BRODIE: But in terms of the numbers that, that the company and supporters say, I mean, there, there certainly will be jobs added if there is a new mine here, there's some economic benefit to that. Is there a way to compromise here? Is there a happy medium to be had to have some of that while also maybe mitigating some of the negative environmental consequences?
SERRAGLIO: Yeah, a project like this cannot be mitigated. We're talking about total destruction. Oak Flat is going to sink into a crater that's 2,000 feet deep and a mile wide or, I'm sorry, a 1,000 feet deep and 2 miles wide. And, you know, I mean, Arizona will lose jobs in the ecotourism industry that puts billions of dollars into our economy every year, you know, as a result of destroying places like Oak Flat.

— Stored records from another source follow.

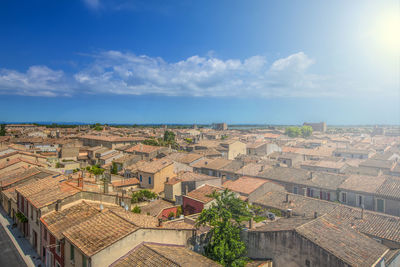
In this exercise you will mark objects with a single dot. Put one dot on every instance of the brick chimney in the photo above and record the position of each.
(58, 205)
(80, 182)
(251, 222)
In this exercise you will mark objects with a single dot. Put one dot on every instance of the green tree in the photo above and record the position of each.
(142, 195)
(169, 137)
(306, 131)
(171, 215)
(136, 209)
(293, 131)
(114, 168)
(151, 142)
(3, 130)
(225, 217)
(96, 170)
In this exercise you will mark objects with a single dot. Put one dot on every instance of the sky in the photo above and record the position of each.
(260, 61)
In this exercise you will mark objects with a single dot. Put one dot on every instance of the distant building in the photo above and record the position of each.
(220, 126)
(317, 127)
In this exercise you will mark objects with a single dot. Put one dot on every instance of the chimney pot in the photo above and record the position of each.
(289, 213)
(58, 205)
(251, 223)
(362, 212)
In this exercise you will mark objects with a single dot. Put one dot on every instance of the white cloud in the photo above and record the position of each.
(94, 4)
(115, 72)
(37, 81)
(126, 73)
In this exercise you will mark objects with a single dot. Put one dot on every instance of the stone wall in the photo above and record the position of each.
(288, 249)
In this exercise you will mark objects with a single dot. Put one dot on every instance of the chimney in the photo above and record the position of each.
(80, 182)
(251, 223)
(105, 187)
(362, 212)
(289, 213)
(58, 205)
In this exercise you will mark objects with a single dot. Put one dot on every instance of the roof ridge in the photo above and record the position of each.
(125, 219)
(144, 244)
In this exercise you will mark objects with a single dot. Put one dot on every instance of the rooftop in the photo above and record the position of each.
(245, 185)
(154, 255)
(59, 221)
(346, 243)
(202, 193)
(99, 232)
(155, 166)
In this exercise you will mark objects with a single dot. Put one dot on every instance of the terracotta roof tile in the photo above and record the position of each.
(99, 232)
(202, 193)
(342, 241)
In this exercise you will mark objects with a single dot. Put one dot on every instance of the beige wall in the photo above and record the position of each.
(236, 149)
(170, 191)
(110, 254)
(157, 179)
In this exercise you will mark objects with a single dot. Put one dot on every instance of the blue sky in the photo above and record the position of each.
(280, 62)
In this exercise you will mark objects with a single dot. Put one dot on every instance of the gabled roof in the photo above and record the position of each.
(245, 185)
(374, 224)
(47, 191)
(59, 221)
(142, 148)
(303, 177)
(154, 255)
(155, 207)
(203, 192)
(347, 244)
(212, 163)
(99, 232)
(155, 166)
(33, 172)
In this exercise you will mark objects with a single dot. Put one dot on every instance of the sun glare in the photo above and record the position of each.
(387, 33)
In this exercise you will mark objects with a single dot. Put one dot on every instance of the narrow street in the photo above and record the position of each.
(9, 255)
(15, 250)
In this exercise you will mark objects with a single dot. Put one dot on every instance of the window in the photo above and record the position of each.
(45, 234)
(344, 199)
(58, 247)
(360, 200)
(380, 205)
(84, 261)
(310, 192)
(72, 252)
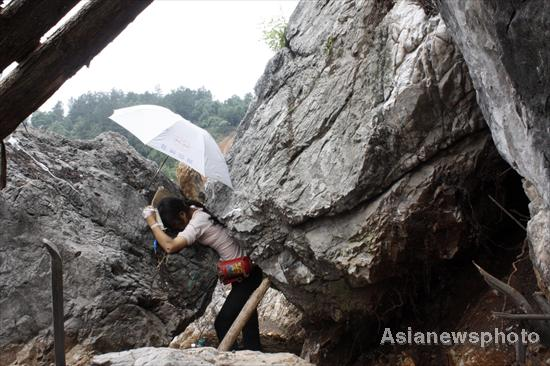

And again, you know, that's the compromise. The compromise to me is to look at this issue honestly and talk about both sides of the economic equation. No, you either have this mine and destroy Oak Flat or you don't.
BRODIE: What is the timeline going forward? Now, you referenced this as a reprieve. There is still a clock ticking here, right? I mean, what has to happen now?
SERRAGLIO: The clock has actually stopped ticking for the time being. The land exchange is off for now. The, the federal government said in their statement on Monday that they would take several months to look at this more deeply, make sure that the environmental analysis complies with the law. And, of course, in the lawsuit that we have filed with, with various allies, we think we've proven pretty clearly that it does not comply with the law and that this environmental analysis should be scrapped and they should start over.
BRODIE: All right. That is Randy Serraglio, Southwest conservation advocate with the Center for Biological Diversity. Randy, thanks for your time. I appreciate it.
SERRAGLIO: Yeah, thanks for having me, Mark.